Fragrances that Surprise--TOW

Jane McGary
Mon, 12 Apr 2004 10:22:30 PDT
Because I grow many of my bulbs in cold frames, I'm often surprised by 
fragrance that I wouldn't have noticed in the open garden. Many flower 
scents do not "carry" in cold air but become obvious in the extra warmth 
under glass. I often raise one of the lights in the late morning and notice 
a new fragrance. The honey scent of crocuses rushes out even in January.

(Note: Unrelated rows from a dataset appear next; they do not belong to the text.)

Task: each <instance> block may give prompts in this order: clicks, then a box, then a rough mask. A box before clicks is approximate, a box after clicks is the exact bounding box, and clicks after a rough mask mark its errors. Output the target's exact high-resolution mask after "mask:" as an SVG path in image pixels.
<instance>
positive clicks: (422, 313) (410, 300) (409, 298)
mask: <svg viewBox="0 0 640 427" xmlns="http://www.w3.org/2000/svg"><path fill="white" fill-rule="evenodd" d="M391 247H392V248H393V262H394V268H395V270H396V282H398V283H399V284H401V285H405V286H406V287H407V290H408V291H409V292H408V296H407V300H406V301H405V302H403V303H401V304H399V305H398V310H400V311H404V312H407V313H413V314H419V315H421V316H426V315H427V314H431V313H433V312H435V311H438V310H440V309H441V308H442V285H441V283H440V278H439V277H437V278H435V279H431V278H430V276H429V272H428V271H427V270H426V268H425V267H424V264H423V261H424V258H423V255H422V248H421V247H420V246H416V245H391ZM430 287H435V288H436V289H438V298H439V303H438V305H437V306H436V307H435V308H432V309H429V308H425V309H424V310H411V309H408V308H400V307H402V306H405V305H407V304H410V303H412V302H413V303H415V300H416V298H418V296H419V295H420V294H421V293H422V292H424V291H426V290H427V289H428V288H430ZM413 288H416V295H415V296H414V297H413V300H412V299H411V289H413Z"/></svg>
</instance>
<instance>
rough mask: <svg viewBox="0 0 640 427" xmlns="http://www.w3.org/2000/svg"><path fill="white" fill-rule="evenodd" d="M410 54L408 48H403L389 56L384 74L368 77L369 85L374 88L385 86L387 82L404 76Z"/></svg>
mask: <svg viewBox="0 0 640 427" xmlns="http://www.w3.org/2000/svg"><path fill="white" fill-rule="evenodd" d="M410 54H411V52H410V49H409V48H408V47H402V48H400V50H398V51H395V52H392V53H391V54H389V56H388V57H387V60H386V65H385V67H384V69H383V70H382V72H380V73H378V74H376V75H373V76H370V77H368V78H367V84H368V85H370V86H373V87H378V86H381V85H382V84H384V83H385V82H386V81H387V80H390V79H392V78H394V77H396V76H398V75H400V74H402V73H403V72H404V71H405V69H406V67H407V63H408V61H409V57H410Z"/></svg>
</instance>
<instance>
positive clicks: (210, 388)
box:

I knew that Erythronium helenae was fragrant and thought it was the only 
species that was, but E. hendersonii also has a sweet scent, and this 
characteristic is imparted to at least some of its hybrids (it's useful for 
hybridizing because it imparts a pink color and seems to be more 
interfertile than E. revolutum).

The lovely fragrance of Fritillaria striata has often been noted. F. 
liliacea has a faintly sweet scent, but I rarely appreciate it because most 
of my flowering plants are in close proximity to F. agrestis, which has the 
worst stench in the genus.

Narcissus fernandesii and N. cordubensis are so similar that some 
authorities combine them in a single species. Curiously, N. fernandesii has 
a powerful "jonquil" aroma and flowers here a month later than N. 
cordubensis, which has a fainter scent in the form I have. N. jonquilla, of 
course, is famous for its fragrance, and being late, is scenting all the 
gardens now.

Two half-hardy bulbs with night-scented flowers are just coming into bloom 
now: a Hesperantha species, and Gladiolus tristis.